13.8.06

Para Ana.

Era uma vez uma menina que possuía um dom, que também era uma maldição. Ela podia ver tudo o que as pessoas escondiam dos demais. Todas as “câmaras secretas” de seus seres tornavam-se perscrutáveis pela menina. O dom consistia no fato de que isto dava um poder enorme à garotinha, que possuía conhecimentos indisponíveis aos outros. A maldição era que esta percepção independia de sua vontade e mesmo que ela preferisse não ver (saber), lá estavam expostas ao seu escrutínio, todas as mazelas humanas.
Chegou um momento no qual a menina – extenuada devido a tantas informações involuntariamente colhidas – pensou em desistir. Ela não queria mais saber. Admirava a ignorância como uma bênção, considerava eleitos os que nada viam – ou que fingiam nada ver. Então, no auge de sua dor, rezou com toda força para seu anjo da guarda e quando este se tornou visível, ela lhe fez um pedido: não queria mais saber! Do que adiantava um saber que só causa isolamento e dor? Para que serve um conhecimento que não pode ser compartilhado, pois ninguém é capaz de alcançá-lo?
Seu anjo ouviu pacientemente todas as suas justificadas queixas (ao contrário dos humanos, os anjos são SEMPRE bons ouvintes). E então, quando a menininha acabou sua argumentação, acreditando ser plenamente atendida em sua solicitação, o anjo a tomou pela mão e delicadamente disse: “não”.

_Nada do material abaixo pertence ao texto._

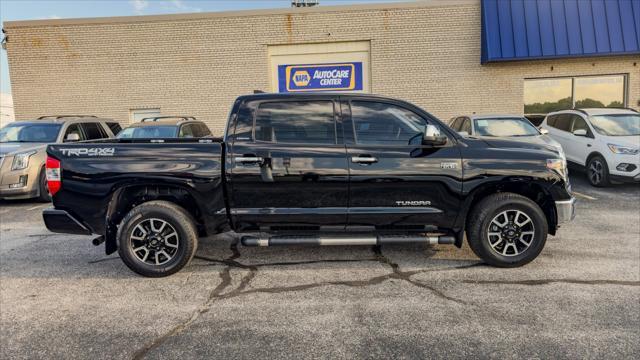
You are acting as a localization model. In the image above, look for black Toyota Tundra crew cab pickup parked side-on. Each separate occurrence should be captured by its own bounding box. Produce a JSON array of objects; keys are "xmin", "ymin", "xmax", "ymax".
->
[{"xmin": 43, "ymin": 93, "xmax": 575, "ymax": 276}]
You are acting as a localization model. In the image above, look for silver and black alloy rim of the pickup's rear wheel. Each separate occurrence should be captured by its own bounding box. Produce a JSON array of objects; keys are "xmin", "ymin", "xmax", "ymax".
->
[{"xmin": 129, "ymin": 218, "xmax": 180, "ymax": 265}]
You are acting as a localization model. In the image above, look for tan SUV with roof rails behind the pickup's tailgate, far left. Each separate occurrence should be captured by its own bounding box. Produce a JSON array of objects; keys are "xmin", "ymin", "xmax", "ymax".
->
[{"xmin": 0, "ymin": 115, "xmax": 120, "ymax": 201}]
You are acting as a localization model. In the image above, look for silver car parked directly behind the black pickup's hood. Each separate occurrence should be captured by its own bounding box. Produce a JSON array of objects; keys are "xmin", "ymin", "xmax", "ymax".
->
[{"xmin": 449, "ymin": 115, "xmax": 564, "ymax": 156}]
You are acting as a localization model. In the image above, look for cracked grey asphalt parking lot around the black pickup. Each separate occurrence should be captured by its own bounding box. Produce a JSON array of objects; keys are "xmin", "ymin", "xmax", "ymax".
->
[{"xmin": 0, "ymin": 176, "xmax": 640, "ymax": 359}]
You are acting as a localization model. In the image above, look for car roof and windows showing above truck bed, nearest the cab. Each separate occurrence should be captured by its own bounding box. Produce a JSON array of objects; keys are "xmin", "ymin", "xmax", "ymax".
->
[{"xmin": 118, "ymin": 116, "xmax": 211, "ymax": 139}]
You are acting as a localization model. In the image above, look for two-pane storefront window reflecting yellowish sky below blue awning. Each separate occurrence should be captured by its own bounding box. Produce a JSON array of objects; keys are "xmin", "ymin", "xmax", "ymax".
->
[{"xmin": 524, "ymin": 75, "xmax": 626, "ymax": 114}]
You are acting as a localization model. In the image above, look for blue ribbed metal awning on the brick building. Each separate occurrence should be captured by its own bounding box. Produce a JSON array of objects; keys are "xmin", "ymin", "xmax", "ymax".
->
[{"xmin": 481, "ymin": 0, "xmax": 640, "ymax": 64}]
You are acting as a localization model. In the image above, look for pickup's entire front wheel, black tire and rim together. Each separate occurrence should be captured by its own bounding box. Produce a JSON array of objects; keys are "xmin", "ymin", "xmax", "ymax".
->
[{"xmin": 467, "ymin": 193, "xmax": 549, "ymax": 267}]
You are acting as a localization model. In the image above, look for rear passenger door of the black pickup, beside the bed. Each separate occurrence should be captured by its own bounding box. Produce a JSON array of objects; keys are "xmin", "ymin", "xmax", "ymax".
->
[{"xmin": 222, "ymin": 96, "xmax": 349, "ymax": 231}]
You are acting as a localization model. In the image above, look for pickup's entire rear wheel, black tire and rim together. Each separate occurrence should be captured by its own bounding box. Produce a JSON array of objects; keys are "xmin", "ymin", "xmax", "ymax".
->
[{"xmin": 117, "ymin": 201, "xmax": 198, "ymax": 277}]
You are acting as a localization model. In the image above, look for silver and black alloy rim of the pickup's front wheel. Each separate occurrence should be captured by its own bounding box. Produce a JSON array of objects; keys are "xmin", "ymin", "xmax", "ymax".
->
[{"xmin": 487, "ymin": 210, "xmax": 535, "ymax": 256}]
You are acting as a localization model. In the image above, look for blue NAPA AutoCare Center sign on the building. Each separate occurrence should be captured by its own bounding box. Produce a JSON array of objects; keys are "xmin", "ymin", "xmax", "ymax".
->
[{"xmin": 278, "ymin": 62, "xmax": 362, "ymax": 92}]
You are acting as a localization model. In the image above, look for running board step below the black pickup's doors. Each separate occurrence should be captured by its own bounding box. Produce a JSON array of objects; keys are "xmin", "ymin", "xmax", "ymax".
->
[{"xmin": 240, "ymin": 235, "xmax": 456, "ymax": 246}]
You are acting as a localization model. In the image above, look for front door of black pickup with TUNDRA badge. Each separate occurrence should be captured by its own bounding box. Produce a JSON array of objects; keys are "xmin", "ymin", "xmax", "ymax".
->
[{"xmin": 341, "ymin": 98, "xmax": 462, "ymax": 230}]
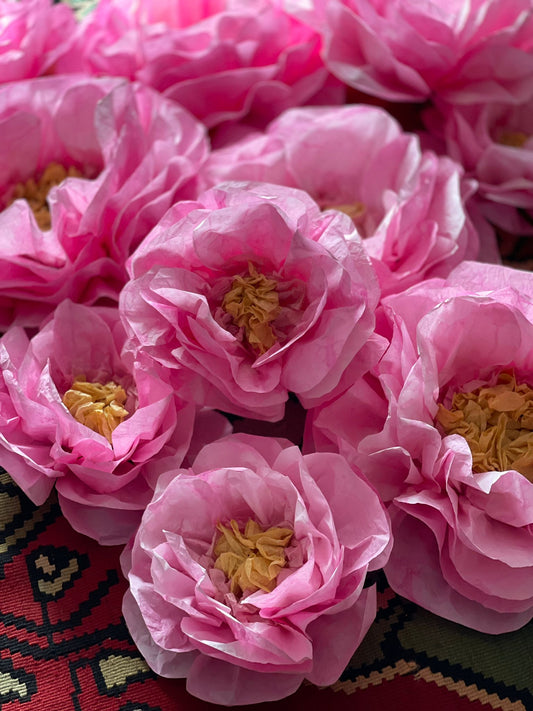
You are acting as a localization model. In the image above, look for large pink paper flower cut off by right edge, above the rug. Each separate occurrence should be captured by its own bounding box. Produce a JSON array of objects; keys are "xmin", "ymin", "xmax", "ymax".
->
[{"xmin": 307, "ymin": 262, "xmax": 533, "ymax": 633}]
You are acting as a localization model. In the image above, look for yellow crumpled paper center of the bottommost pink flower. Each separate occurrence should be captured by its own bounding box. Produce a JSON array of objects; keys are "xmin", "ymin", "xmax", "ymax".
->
[{"xmin": 214, "ymin": 519, "xmax": 293, "ymax": 594}]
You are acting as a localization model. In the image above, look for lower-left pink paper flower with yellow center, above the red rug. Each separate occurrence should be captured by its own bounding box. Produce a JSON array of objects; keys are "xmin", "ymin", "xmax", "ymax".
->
[{"xmin": 0, "ymin": 301, "xmax": 194, "ymax": 544}]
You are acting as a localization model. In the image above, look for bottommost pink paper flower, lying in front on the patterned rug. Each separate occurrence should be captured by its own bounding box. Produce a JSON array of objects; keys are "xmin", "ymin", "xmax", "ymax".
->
[{"xmin": 122, "ymin": 435, "xmax": 390, "ymax": 705}]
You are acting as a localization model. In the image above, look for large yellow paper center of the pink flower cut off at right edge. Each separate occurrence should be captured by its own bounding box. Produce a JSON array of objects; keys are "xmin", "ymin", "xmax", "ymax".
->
[{"xmin": 437, "ymin": 372, "xmax": 533, "ymax": 481}]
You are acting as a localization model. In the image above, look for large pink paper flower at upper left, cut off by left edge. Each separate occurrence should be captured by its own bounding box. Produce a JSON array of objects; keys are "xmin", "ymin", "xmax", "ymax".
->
[{"xmin": 0, "ymin": 76, "xmax": 208, "ymax": 329}]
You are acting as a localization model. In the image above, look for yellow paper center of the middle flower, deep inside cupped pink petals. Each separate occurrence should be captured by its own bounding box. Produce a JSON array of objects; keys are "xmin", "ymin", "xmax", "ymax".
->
[{"xmin": 222, "ymin": 263, "xmax": 281, "ymax": 353}]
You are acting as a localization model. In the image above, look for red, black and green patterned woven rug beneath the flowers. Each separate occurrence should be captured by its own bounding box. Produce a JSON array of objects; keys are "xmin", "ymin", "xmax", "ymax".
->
[{"xmin": 0, "ymin": 471, "xmax": 533, "ymax": 711}]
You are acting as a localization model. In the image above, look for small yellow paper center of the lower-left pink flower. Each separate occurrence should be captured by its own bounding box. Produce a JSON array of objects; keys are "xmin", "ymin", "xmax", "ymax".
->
[{"xmin": 63, "ymin": 379, "xmax": 129, "ymax": 442}]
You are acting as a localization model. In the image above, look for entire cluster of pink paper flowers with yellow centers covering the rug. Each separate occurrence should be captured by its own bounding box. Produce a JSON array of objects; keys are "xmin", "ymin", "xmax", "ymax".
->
[{"xmin": 0, "ymin": 0, "xmax": 533, "ymax": 705}]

Após um breve intervalo em que esteve estupefata, a menina começou a chorar. Com força e mais força até que ela parecia que ia explodir (ela lera uma vez que devíamos proceder assim quando desejávamos muito alguma coisa). E entremeados ao seu choro, ela repetia todos os argumentos que já havia dito ao anjo. Este, por sua, manteve sua placidez usual e novamente esperou que sua protegida concluísse sua fala. E então, ele sentenciou:
- “Menininha, por que sofres assim se foi você mesma quem pediu esta missão?”
- “Missão? Co, como assim”? – ela replicou, ainda soluçando.
- “Sim, missão. A você coube a tarefa de enxergar além da carne e de ouvir além do som. A você coube o trabalho de saber o que aos demais permaneceria obscuro e utilizar este conhecimento em prol da humanidade”.
- “Mas como eu poderia fazer isso? Eu nem mesmo sei o que fazer com todas essas coisas que eu sei e que eu não queria saber! Elas só me trazem angústia e isolamento, pois ninguém as compreende quando eu as falo”.
-“Só que não lhe cabe fazer os outros verem aquilo que você vê. Este conhecimento só pertence a você. Sua tarefa está em, conhecendo profundamente a alma humana, ser capaz de guiá-los na direção do melhor. Se todos já conhecessem o caminho, não necessitariam de ajuda. Mas então sua missão estaria cumprida e você não precisaria mais estar aí.” – explicou o anjo.
-“Quer dizer que eu tenho como dever enxergar e ouvir além e mesmo assim continuar caminhando com estas pessoas e ainda ajudá-las a construírem o melhor”?
-“Sim. E eu só posso te dizer que SEMPRE estarei contigo, mesmo e principalmente, nas horas de maior sacrifício. Mas para tal, é necessário ratificar uma exigência: é preciso que você também esteja ao lado daqueles que não agem corretamente, tentando a todo o momento impedir-lhes a queda diante do abismo”.
E assim o anjo, após um sorriso de bênção, se desfez diante de seus olhos. E a garotinha ainda ficou um bom tempo ali, parada, refletindo como pôde ter sido tão maluca de algum dia ter pedido esta tarefa a Deus.